Swansea Tureen & cover, ‘Curtis’ botanical, circa 1820
Rare Swansea tureen & cover, hand painted with botanical specimens, the twin furniture-like handles richly gilt, a pinecone know to the lid with beading & similarly gilt, a band of fruiting hops to the sharp shoulder.
Red script marks for botanical names, including –
Lid: “Black Flower’d Lotus” (Curtis No. 79, 1789)
Base: “Winged Leav’d Ipomoea” (Curtis No.244, 1793)
“Three Coloured Crane’s Bill” (Curtis No.240, 1793)
Excellent condition with very minor gold loss
18.5cm across at handles, 15cm high
Botanicals were a favorite at Swansea, and we find two categories; the entirely freehand-painted, and the ‘coloured in’ where a black outline is printed, then painted. Examination under magnification reveals which an example is, and this tureen is entirely hand painted.
There were a number of artists who produced these botanicals; the ‘coloured-in’ examples were possible with little painting skill, just a steady hand: The Curtis publication “The Botanical Magazine; or Flower-Garden Displayed” was all carefully painted in the correct colours by watercolour artists, and so could be accurately copied by the unskilled. Freehand painting such as seen on this tureen, however, was a definite skill, and several distinct hands can be seen at work. We have an exceptionally good clue to some of these painter’s identities, as they always placed the common botanical name on the back in red script – and the art of Graphology, the studying hand-writing, can therefore sometimes give us a name.

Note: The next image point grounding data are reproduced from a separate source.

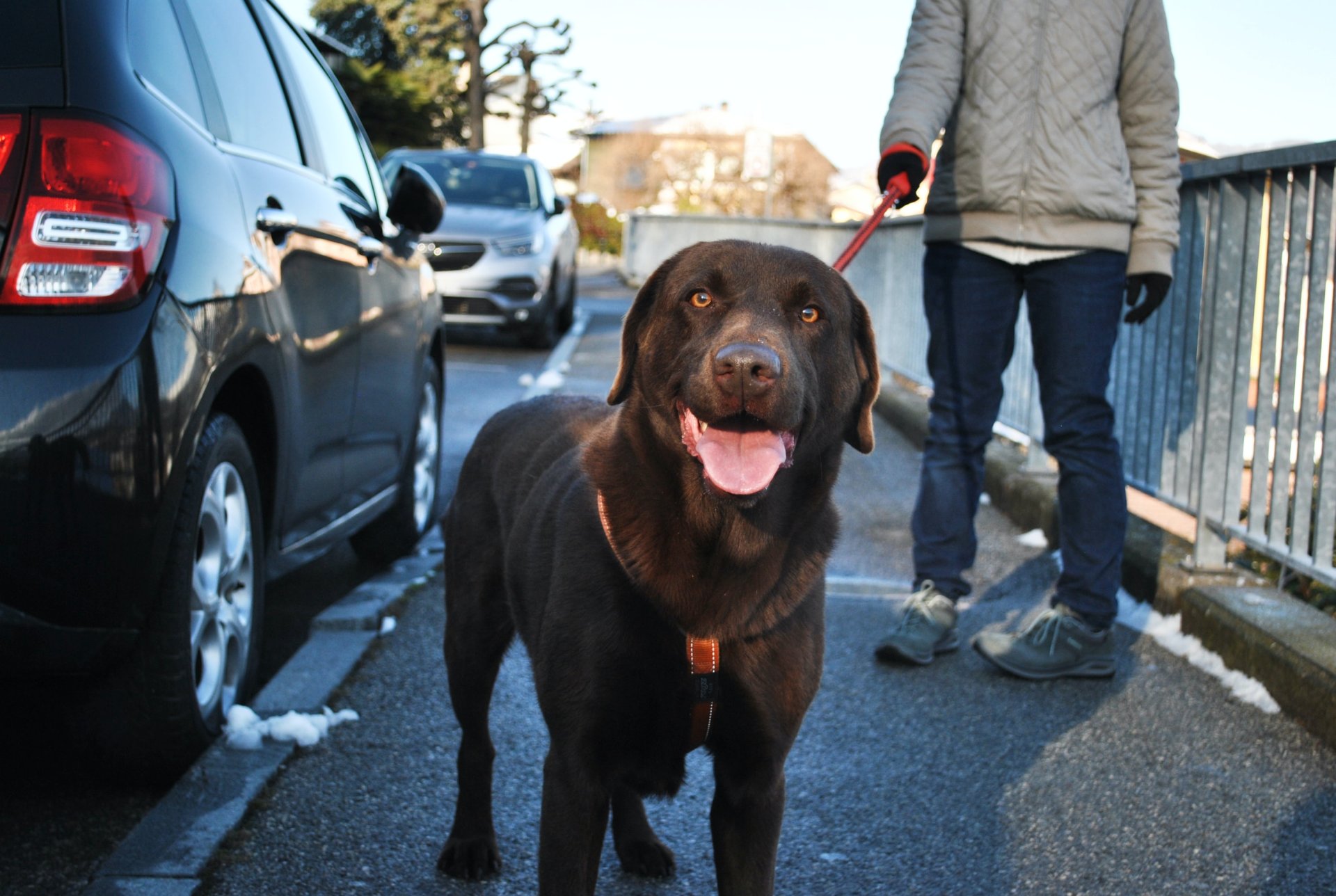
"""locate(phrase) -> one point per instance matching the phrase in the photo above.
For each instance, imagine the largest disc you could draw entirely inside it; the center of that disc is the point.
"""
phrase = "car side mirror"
(416, 202)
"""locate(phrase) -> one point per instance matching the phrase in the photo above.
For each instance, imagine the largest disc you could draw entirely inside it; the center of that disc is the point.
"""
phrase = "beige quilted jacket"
(1060, 123)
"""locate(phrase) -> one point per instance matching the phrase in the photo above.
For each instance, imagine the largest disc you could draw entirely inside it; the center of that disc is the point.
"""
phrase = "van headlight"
(527, 245)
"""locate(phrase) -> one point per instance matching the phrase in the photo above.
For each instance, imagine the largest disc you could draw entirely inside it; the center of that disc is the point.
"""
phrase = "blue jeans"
(1074, 303)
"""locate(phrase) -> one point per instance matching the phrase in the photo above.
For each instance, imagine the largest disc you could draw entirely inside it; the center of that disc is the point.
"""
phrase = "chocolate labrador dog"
(663, 561)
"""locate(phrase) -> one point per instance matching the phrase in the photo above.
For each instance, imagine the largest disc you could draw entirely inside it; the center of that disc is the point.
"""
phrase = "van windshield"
(483, 182)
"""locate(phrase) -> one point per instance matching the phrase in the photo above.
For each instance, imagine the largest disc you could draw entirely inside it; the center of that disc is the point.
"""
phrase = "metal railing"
(1220, 397)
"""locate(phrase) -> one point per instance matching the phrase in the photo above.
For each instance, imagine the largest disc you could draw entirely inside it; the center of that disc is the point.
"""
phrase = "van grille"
(453, 257)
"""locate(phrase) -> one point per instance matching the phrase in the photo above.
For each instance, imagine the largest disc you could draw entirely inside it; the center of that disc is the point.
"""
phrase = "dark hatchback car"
(219, 350)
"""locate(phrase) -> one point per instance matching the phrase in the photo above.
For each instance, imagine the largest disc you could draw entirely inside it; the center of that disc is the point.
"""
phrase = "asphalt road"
(61, 813)
(949, 779)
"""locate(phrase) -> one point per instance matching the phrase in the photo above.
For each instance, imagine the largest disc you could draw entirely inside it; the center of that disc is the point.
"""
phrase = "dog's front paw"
(649, 858)
(469, 858)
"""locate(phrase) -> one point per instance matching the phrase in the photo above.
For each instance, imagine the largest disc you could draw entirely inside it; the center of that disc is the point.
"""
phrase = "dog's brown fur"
(525, 552)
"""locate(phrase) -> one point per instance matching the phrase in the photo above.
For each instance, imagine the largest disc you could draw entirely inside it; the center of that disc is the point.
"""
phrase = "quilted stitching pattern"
(1041, 122)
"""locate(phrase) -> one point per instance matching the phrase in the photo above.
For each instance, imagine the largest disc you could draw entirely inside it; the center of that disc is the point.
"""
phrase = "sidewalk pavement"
(1273, 637)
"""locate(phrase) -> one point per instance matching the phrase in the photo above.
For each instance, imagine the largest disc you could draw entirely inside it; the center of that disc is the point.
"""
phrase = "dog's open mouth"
(740, 453)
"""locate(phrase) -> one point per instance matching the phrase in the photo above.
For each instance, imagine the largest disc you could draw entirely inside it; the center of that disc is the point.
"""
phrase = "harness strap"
(701, 659)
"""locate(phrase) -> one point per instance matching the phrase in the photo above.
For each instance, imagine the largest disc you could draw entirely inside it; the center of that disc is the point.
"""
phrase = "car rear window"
(158, 52)
(483, 182)
(31, 36)
(253, 98)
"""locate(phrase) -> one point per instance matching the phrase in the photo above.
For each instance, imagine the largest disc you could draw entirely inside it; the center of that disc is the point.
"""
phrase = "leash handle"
(889, 198)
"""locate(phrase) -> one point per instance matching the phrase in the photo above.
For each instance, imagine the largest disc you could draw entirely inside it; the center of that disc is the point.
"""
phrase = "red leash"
(889, 198)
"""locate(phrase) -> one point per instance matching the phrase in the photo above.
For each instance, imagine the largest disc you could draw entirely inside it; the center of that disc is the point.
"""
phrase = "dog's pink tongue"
(740, 463)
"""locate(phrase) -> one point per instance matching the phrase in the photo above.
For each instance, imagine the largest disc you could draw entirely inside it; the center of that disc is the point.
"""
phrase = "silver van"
(505, 251)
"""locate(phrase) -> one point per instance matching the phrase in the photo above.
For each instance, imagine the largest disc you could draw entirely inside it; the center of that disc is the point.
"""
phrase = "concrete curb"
(1283, 643)
(167, 851)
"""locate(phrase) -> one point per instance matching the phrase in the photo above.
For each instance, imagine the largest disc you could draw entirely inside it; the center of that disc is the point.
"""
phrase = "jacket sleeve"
(929, 81)
(1148, 102)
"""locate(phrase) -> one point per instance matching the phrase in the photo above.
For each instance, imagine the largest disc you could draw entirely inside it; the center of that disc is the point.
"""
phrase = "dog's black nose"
(747, 366)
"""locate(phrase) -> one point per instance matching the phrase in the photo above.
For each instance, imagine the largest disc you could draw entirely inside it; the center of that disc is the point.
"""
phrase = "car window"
(337, 136)
(470, 181)
(158, 54)
(253, 98)
(547, 191)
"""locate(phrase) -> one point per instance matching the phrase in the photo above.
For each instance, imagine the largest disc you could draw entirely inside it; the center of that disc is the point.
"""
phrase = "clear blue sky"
(1250, 71)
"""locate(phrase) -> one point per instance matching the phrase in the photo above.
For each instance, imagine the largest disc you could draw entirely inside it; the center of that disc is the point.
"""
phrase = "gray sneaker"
(1054, 646)
(926, 630)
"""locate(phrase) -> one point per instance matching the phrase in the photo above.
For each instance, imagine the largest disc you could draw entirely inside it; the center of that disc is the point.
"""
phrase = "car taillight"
(93, 216)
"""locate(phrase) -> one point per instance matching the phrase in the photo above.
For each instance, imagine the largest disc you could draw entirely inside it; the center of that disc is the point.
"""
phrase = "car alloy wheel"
(222, 593)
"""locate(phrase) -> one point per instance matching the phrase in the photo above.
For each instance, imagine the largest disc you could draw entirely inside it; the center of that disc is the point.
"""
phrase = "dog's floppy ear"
(631, 328)
(859, 431)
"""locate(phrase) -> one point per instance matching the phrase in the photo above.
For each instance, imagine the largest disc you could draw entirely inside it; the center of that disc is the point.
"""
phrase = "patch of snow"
(1033, 538)
(245, 730)
(550, 380)
(1168, 633)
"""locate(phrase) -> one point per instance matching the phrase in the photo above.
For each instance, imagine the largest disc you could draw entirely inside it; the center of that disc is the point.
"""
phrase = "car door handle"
(370, 248)
(274, 221)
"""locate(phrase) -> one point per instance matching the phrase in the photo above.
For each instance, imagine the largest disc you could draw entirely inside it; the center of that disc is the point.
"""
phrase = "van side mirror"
(416, 202)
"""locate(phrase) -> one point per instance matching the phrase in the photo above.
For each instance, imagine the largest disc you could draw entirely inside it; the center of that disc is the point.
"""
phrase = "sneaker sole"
(890, 653)
(1089, 669)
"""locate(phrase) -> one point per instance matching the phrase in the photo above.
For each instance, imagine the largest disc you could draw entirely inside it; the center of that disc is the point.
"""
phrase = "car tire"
(399, 531)
(198, 653)
(547, 329)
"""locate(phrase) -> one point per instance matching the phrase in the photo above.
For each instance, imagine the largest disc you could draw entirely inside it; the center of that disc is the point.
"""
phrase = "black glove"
(905, 166)
(1156, 286)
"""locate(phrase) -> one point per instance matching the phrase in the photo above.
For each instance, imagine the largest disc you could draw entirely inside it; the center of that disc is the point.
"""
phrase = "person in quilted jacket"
(1057, 179)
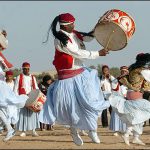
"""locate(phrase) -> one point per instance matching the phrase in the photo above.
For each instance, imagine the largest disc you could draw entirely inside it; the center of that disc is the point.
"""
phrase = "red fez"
(9, 73)
(105, 66)
(123, 68)
(25, 65)
(66, 19)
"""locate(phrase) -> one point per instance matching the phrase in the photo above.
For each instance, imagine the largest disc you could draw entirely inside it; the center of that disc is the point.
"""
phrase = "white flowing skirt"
(75, 101)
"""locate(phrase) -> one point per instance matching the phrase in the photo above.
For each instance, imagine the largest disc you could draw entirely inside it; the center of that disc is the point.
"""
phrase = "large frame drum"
(114, 29)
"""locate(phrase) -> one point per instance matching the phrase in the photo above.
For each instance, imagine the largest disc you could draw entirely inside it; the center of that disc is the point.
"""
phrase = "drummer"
(24, 83)
(74, 99)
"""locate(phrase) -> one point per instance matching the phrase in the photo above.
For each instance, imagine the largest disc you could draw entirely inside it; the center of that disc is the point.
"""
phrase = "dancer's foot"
(9, 135)
(126, 139)
(76, 137)
(137, 141)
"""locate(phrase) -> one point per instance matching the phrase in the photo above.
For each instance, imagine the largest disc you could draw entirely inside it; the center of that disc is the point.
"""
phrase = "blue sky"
(27, 23)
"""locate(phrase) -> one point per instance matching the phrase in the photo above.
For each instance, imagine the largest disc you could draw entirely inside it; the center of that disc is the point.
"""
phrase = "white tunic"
(27, 83)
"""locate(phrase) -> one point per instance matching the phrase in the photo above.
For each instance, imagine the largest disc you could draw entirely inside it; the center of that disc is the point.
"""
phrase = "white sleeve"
(16, 85)
(75, 51)
(146, 74)
(36, 85)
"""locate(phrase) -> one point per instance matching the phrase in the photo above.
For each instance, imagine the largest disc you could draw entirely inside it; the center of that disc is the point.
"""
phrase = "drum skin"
(114, 26)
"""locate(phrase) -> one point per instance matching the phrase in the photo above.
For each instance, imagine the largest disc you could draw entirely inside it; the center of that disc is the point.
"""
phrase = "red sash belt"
(65, 74)
(132, 95)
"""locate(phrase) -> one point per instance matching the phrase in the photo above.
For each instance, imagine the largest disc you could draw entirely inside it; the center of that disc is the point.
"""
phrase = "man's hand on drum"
(103, 52)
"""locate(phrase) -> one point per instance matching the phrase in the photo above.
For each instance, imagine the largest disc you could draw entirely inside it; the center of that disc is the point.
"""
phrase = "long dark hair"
(60, 35)
(57, 34)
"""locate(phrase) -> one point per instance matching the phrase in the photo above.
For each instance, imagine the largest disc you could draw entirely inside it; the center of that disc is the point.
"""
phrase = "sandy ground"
(60, 139)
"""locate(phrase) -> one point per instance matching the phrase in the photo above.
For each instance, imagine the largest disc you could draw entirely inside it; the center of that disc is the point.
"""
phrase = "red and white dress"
(75, 99)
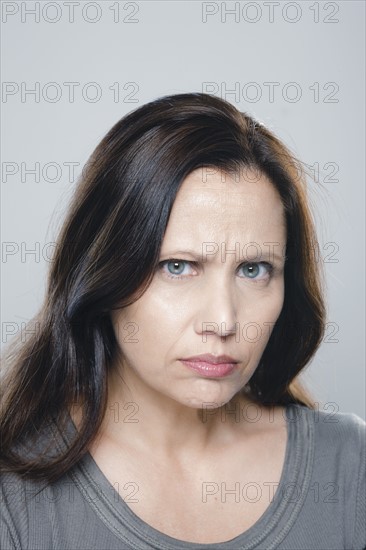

Thomas Pardoe had been painting stylized flowers at the Swansea Pottery in the last years of the 18th century, but turned his hand to careful Botanicals on both porcelain and pottery in the first years of the 19th century. He was not a scholar, and his hand-writing is varied, often hurried & haphazard.
William Western Young was another artist often attributed to Botanicals. His hand writing is very refined, with thick lettering all done individually and precise.
This handwriting is very well done, and probably belongs to an ‘unidentified’ Swansea artist.